Obstructive Sleep Apnea/Hypopnea (OSAH) is a common medical condition that causes excessive daytime sleepiness, impaired quality of life and increased cardiovascular morbidity. OSAH occurs because of recurrent episodes of partial or complete upper airway obstruction during sleep. Factors that predispose patients to develop OSAH are: a narrow upper airway, supine sleeping posture, and a loss of upper airway muscle tone (which occurs naturally during sleep, with aging, and with the use of drugs). For more information, please refer to our more detailed discussion about OSA or's discussion of OSA.

We are utilising ArtiSynth to explore the relationship between upper airway properties and upper airway collapse. Relevant upper airway properties include: airway size and shape, soft tissue properties, and airflow. This requires Fluid-Structure Interaction (FSI) simulations, to model the interaction of air flow with the upper airway.

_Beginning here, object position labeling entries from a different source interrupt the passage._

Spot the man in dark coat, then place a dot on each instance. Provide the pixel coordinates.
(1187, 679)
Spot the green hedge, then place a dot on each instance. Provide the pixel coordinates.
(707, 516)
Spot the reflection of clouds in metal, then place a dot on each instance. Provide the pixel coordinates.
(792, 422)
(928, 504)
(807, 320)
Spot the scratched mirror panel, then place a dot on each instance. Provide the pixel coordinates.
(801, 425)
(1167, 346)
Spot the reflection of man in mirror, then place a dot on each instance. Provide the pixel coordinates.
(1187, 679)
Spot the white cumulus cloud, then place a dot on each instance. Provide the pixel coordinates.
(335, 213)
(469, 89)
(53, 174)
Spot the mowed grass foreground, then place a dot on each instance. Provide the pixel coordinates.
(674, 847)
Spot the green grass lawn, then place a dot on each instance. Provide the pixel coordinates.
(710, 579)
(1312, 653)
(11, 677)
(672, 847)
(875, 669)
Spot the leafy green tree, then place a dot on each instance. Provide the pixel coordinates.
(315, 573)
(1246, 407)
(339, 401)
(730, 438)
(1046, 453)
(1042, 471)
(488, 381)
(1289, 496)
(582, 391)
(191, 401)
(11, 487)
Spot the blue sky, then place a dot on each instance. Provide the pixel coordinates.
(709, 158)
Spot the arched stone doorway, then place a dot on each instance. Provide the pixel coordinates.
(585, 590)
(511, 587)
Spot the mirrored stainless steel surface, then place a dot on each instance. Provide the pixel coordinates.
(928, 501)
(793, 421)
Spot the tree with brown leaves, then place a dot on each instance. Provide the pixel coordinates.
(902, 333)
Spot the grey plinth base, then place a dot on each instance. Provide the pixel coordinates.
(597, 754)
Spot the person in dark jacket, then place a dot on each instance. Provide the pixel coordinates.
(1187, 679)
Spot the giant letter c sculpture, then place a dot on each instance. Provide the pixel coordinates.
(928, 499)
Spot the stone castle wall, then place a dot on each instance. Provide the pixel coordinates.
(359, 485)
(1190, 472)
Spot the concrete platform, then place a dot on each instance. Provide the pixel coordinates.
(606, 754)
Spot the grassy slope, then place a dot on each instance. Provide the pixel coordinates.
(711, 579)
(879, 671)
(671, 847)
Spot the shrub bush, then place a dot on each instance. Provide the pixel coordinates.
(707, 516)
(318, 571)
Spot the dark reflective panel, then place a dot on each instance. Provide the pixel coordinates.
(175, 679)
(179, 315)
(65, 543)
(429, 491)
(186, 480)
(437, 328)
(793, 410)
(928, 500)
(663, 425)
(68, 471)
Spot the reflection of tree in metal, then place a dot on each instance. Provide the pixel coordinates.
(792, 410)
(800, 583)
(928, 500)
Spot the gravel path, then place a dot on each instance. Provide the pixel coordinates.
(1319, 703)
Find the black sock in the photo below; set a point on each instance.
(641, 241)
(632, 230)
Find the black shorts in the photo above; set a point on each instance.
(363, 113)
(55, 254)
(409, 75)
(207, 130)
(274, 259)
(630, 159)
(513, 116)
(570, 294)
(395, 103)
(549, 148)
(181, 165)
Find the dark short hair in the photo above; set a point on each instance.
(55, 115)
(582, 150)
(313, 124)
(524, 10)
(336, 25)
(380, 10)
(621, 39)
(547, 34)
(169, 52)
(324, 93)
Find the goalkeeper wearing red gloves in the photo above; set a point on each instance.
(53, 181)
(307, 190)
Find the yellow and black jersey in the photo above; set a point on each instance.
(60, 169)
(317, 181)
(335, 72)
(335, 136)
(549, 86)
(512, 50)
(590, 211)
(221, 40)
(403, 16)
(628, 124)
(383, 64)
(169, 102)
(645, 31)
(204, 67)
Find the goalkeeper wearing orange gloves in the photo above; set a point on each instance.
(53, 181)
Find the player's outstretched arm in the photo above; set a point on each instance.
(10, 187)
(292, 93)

ArtiSynth enables creation of realistic biomechanical models of the upper airway along with efficient computation times to provide an interactive simulation environment in which we model changes in the upper airway during respiration. It also provides a model in which to examine the potential effects of a variety of treatments for OSAH that alter upper airway size, shape and collapsibility.

Research Directions

We are researching OSAH using ArtiSynth on the following projects:

  1. Design and validation fluid-structure interaction simulations
  2. FSI simulations in parameterized airway model
  3. Patient specific modelling

Fluid-Structure Interaction

OSAH is fluid-structure interaction (FSI) problem. The interaction of air pressures in the upper airway with the surrounding upper airway structures may cause oscillation (in the case of snoring) or closure (in the case OSAH). Conversing, the positive air pressure produced by a CPAP (see about OSA) can maintain upper airway patency and is a common treatment method for OSAH.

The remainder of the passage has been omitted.